This error is a sudden occurrence. Nothing was changed on the Dataflow. We are seeing errors "NameError: global name 'firestore' is not defined [while running 'generatedPtransform-12478']" Looks like there is some problem installing the packages on the worker nodes
I tried the same pipeline locally on "DirectRunner" and it worked fine.

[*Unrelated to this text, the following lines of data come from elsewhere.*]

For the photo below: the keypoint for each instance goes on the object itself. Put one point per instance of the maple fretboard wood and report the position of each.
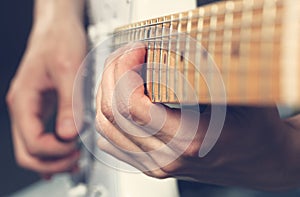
(251, 46)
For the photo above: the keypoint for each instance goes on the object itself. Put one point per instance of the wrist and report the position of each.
(49, 11)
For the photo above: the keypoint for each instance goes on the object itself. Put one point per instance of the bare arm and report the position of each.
(44, 80)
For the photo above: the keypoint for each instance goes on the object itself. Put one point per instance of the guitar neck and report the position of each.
(244, 52)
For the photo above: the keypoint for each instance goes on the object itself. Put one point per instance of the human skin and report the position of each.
(257, 149)
(43, 82)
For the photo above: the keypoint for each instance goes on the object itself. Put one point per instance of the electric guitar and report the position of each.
(251, 46)
(243, 52)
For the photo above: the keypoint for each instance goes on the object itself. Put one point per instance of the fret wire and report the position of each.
(238, 26)
(177, 82)
(164, 92)
(256, 6)
(149, 62)
(186, 58)
(172, 82)
(159, 88)
(155, 85)
(241, 39)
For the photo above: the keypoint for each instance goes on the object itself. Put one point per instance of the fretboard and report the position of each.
(244, 51)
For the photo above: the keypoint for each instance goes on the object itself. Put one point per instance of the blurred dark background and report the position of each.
(15, 24)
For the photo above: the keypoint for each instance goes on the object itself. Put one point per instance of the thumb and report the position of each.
(65, 125)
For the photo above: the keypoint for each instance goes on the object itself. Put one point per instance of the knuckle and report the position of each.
(159, 174)
(65, 66)
(171, 169)
(32, 150)
(107, 111)
(123, 109)
(21, 160)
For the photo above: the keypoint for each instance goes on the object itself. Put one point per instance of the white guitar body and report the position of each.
(106, 15)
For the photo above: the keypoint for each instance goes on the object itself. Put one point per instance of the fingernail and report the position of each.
(67, 126)
(46, 177)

We referred to the "NameErrors" documentation on the link "https://cloud.google.com/dataflow/docs/resources/faq#how-can-i-tell-what-version-of-the-cloud-dataflow-sdk-is-installedrunning-in-my-environment" and tried couple of things below
1.'save_main_session': True Pipeline parameter
2.moved all the package 'import' commands from global to function scope
We have the below packages in requirements.txt,
apache-beam[gcp]
google-cloud-firestore
- python-dateutil
import datetime
import json
import apache_beam as beam
from apache_beam.options.pipeline_options import PipelineOptions
from google.cloud import firestore
import yaml
from functools import reduce
from dateutil.parser import parse
class PubSubToDict(beam.DoFn):
<...to process elements>
class WriteToFS(beam.DoFn):
<...to write data to firestore>
pipeline_options = {
'project': PROJECT,
'staging_location': 'gs://' + BUCKET + '/staging',
'temp_location': 'gs://' + BUCKET + '/temp',
'runner': 'DataflowRunner',
'job_name': JOB_NAME,
'disk_size_gb': 100,
'save_main_session': True,
'region': 'europe-west1',
'requirements_file': 'requirements.txt',
'streaming': True
}
with beam.Pipeline(options=options) as p:
lines = (p | "Read from PubSub" >> beam.io.ReadFromPubSub(topic=TOPIC).with_output_types(bytes)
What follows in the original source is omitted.